In Wellington, Vandegrift’s intelligence staff had strewn tables in a hotel conference room with sensitive maps, documents, and aerial photographs. One night a drunken civilian reportedly wandered through the lobby and down a hall, passed two MPs at an open door, and blundered straight into Watchtower’s intelligence nerve center. “I have smiled many times at reports that only the general knew where we were going,” a photographer assigned to the intelligence section, Thayer Soule, wrote. “All headquarters knew. Why the word didn’t leak to the enemy, I will never know.”

After Midway, when the Japanese began changing their high-level operational code groups, U.S. cryptanalysts were left to deduce enemy movements from the patterns of radio traffic, instead of by deciphering their actual content. On July 30, New Zealand’s prime minister, Peter Fraser, was quoted in the Auckland newspaper as saying that an Allied offensive was imminent. Ghormley wrote, “I informed him of how this matter had perturbed me, as I feared it would put the Japs on their guard.”

Most of the sailors assigned to Watchtower needed no imagination to envision the destructive handiwork of their enemy. The men of the cruiser Astoria, at sea when Pearl Harbor was hit, had come home on December 13 to behold the Pacific battle line laid to waste and the docks of Ford Island lined with caskets. Ruined ships still burned, wreathed in a flotsam of shattered wood and human remains. Men from the battleships, many of them now without stations, were shuffled like spare parts. The Astoria filled out her increased wartime complement with these castoffs. Most of them were eager for a lick at the enemy. Some felt they had had enough. “I had experienced what the Japanese could do,” said a sailor who transferred to the Astoria from one of the stricken battleships, “and I wasn’t keen to go out and tangle with them again.”

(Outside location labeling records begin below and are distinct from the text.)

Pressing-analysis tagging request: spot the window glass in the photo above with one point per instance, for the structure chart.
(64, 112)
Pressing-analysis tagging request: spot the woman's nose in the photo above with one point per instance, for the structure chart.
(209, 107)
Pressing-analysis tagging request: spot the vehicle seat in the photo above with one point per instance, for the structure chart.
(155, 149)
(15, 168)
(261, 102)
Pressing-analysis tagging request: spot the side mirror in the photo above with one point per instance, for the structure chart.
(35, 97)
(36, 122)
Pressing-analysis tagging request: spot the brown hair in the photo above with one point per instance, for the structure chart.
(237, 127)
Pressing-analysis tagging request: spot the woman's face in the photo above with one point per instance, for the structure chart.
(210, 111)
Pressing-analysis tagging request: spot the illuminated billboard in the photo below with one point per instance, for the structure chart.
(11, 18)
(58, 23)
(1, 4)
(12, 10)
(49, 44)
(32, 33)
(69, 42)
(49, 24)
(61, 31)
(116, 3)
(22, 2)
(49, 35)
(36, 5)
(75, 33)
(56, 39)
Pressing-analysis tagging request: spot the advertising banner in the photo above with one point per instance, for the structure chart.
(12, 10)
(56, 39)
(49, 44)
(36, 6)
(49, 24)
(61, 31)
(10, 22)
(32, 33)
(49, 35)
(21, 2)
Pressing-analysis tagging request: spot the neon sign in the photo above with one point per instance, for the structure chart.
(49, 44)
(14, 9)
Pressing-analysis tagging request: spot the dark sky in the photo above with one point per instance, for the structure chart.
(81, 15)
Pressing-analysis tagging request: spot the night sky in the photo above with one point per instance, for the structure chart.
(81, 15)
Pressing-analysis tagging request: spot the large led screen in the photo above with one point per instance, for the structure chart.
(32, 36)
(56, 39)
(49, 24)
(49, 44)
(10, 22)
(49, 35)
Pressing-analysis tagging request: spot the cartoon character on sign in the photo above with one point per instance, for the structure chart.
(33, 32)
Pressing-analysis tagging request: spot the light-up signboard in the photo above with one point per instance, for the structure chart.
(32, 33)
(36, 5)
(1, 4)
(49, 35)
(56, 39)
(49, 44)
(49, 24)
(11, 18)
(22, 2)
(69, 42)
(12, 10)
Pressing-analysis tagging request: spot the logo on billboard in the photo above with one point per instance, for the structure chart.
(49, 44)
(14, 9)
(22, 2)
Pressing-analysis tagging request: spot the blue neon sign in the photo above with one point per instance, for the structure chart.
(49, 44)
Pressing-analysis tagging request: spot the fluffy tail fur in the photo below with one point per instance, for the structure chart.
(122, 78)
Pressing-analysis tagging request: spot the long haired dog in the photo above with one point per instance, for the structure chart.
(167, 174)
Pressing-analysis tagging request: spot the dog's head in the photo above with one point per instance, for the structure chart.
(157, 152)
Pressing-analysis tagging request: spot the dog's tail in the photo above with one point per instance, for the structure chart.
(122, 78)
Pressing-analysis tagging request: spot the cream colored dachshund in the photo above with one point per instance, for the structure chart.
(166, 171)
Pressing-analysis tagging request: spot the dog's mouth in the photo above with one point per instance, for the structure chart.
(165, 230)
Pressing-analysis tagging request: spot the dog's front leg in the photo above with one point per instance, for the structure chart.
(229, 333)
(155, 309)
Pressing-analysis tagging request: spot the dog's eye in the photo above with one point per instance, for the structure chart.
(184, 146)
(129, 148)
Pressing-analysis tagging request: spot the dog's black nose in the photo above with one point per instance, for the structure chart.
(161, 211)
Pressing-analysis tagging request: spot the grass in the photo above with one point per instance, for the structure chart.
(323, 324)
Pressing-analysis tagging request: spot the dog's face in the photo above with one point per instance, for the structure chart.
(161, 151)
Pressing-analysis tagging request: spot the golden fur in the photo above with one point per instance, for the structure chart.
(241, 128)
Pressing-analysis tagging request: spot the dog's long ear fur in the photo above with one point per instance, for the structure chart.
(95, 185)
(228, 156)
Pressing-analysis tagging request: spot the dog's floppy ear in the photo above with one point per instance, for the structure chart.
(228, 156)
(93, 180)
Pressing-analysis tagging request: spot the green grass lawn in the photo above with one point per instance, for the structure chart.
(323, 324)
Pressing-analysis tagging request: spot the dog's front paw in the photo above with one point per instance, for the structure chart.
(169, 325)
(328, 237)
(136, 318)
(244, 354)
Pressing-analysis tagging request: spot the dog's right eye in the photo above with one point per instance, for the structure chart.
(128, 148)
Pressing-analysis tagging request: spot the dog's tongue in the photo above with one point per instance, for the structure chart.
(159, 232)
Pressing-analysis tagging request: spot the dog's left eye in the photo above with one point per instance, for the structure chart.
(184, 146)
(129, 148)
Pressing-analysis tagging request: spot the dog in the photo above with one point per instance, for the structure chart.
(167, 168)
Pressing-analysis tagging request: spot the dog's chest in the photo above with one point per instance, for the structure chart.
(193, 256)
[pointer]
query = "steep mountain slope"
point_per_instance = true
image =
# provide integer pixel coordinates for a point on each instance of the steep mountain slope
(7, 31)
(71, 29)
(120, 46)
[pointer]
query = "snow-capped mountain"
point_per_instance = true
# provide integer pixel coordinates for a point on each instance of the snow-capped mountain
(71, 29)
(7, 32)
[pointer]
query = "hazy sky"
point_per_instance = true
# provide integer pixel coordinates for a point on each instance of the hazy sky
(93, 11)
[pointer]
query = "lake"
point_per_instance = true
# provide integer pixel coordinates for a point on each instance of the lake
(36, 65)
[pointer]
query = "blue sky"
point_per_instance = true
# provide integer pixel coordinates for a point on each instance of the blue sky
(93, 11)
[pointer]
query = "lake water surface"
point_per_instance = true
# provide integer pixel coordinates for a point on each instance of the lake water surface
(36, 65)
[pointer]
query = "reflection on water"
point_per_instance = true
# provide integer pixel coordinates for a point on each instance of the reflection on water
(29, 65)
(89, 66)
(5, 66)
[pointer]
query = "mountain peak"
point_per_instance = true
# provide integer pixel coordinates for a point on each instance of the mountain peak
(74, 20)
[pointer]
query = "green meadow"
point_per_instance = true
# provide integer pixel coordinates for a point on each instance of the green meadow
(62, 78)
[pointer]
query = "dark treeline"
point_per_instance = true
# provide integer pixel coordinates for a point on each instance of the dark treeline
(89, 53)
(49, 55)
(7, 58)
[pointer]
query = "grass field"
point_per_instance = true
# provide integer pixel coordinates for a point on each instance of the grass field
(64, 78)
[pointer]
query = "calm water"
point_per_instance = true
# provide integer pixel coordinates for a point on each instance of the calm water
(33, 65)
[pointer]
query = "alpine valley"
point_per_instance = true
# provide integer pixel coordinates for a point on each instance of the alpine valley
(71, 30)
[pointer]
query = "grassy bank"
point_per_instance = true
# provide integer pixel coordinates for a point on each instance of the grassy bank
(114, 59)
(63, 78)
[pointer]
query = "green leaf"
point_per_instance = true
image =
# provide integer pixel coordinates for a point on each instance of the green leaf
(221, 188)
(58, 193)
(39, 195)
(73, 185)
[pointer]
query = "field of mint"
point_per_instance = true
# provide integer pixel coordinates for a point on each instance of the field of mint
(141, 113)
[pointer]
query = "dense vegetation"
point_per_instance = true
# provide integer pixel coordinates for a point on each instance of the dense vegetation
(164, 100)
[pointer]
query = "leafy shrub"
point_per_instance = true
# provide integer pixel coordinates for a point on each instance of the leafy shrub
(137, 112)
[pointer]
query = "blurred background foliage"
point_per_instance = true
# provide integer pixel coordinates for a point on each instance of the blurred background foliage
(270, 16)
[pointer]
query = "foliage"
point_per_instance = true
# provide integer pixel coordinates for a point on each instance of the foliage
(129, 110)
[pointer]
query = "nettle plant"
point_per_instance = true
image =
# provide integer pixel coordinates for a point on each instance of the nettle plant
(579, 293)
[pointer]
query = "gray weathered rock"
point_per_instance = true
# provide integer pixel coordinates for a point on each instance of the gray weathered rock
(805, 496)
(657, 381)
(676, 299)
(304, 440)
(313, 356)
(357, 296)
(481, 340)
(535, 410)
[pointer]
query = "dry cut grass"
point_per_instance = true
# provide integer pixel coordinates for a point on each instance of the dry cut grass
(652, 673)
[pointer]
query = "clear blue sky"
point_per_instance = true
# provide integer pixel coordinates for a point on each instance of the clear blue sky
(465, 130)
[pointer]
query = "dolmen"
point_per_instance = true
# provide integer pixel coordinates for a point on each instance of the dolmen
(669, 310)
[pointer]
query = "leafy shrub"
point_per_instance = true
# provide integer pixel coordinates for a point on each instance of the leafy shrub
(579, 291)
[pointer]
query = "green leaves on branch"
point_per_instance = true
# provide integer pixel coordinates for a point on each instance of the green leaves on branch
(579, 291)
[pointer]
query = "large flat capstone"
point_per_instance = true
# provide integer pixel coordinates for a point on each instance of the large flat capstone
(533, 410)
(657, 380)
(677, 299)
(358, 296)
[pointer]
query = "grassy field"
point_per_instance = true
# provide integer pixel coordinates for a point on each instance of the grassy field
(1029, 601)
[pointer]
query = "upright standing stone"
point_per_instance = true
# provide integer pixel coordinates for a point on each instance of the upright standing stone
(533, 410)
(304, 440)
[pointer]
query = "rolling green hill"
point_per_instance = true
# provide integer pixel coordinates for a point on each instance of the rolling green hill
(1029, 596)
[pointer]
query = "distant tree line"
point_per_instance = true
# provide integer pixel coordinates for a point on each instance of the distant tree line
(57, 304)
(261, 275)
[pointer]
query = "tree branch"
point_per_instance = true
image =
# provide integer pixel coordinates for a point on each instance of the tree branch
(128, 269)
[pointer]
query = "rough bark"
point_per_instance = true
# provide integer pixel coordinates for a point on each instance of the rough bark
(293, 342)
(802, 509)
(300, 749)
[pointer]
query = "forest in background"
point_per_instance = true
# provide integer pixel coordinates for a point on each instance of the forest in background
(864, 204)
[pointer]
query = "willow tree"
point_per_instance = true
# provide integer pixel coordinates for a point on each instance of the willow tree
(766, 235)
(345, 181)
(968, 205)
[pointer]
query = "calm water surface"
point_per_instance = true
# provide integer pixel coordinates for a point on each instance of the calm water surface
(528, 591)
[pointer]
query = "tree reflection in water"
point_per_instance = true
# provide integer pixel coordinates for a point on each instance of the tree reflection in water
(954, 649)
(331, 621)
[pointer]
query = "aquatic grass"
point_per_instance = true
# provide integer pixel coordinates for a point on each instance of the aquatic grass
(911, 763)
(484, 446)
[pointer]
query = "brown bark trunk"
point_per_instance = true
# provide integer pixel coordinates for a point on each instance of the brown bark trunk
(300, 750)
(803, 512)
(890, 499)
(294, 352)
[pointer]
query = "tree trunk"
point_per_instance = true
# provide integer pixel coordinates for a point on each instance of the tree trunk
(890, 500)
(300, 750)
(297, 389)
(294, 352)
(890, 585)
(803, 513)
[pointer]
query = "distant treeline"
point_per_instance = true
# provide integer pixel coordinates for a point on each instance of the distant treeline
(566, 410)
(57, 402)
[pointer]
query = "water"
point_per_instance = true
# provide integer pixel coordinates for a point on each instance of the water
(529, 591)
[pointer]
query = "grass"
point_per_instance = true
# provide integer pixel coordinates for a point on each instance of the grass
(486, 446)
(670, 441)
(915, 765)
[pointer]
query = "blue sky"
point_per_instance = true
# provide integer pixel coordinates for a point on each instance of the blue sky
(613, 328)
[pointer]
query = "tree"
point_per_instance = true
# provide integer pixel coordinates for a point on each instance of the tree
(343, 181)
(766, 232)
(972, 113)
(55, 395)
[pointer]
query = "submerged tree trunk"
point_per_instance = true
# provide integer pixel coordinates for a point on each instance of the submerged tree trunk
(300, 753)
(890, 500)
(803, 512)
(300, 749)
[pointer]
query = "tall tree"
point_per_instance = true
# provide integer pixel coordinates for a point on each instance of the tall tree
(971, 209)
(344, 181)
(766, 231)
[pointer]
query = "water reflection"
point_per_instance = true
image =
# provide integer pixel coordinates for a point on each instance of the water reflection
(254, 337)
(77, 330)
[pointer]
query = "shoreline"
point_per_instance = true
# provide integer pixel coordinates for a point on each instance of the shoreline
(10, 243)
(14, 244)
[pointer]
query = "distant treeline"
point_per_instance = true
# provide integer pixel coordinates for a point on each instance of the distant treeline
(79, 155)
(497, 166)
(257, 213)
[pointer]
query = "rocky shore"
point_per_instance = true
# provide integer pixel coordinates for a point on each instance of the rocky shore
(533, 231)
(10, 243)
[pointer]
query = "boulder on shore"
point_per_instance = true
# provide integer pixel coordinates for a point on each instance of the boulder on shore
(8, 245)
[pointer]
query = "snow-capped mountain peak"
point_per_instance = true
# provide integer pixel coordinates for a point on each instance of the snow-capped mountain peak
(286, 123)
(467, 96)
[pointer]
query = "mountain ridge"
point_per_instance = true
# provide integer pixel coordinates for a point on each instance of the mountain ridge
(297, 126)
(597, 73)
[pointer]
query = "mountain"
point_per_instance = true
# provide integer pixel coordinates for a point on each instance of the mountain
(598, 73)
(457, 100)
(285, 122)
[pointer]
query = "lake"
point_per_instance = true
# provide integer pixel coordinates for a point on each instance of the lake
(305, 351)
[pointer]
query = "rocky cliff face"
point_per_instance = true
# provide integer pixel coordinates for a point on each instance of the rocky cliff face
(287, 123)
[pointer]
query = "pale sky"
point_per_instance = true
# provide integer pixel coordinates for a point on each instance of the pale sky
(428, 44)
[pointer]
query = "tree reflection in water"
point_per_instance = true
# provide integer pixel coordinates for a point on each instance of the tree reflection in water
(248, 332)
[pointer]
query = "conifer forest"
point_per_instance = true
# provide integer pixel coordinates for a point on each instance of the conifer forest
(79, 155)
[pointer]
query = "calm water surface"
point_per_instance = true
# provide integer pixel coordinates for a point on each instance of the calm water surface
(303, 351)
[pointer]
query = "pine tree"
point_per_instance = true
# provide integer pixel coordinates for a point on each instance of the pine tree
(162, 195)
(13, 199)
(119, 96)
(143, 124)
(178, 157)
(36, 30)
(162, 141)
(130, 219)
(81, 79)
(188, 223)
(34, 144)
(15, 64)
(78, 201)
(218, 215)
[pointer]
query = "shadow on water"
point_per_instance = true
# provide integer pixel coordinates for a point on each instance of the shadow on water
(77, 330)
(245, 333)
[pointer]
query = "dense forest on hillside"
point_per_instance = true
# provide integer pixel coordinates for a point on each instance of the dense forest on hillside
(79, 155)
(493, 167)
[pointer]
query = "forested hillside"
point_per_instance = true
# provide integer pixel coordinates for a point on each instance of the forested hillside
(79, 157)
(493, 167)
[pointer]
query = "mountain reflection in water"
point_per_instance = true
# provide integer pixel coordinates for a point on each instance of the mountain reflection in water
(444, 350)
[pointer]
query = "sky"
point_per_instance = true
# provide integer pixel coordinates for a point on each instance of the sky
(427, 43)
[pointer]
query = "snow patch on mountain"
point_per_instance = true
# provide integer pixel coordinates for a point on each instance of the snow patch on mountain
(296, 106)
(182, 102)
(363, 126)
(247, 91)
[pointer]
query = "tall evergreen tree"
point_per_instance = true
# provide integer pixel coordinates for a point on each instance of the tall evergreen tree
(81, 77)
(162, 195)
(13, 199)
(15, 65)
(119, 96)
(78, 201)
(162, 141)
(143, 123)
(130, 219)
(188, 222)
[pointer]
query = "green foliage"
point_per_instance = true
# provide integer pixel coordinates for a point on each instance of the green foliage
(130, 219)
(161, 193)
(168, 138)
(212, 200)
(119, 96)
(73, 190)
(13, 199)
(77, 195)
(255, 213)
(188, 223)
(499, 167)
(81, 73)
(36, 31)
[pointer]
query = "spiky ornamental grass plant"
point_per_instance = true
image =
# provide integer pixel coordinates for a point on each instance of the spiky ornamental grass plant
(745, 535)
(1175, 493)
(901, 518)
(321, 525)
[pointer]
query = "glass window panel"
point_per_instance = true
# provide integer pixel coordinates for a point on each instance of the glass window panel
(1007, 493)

The Astoria’s captain at the time took Pearl Harbor’s ruin especially hard. When the reality registered with Preston B. Haines about the battle fleet—and about his son, killed on board a destroyer—he was no longer fit for command. Detached for treatment at the naval hospital, Haines was relieved by Captain Francis W. Scanland, recently displaced from command of the battleship Nevada, hit in the attack. Another cruiser assigned to Watchtower, the Chicago, was commanded by an orphaned battleship skipper. Howard D. Bode was ashore when the end came for the USS Oklahoma. His life may have been spared, but the effects of this and coming traumas would weigh heavily on his mind, too.

Captains were fortunate to find help for their troubles. They were given command of a multitude and saddled with fault for their failings. The bargain they made for their privileged place was the right to be last off the ship if the worst came to pass. Burdens grew heavier the higher one ascended in rank. Captains concerned themselves with ships and crews, commodores with squadrons, task force commanders with objectives, and theater commanders with campaigns. The burdens of sailors weighed mostly on the muscles. The weight of leadership was subtler and heavier. It could test the conscience.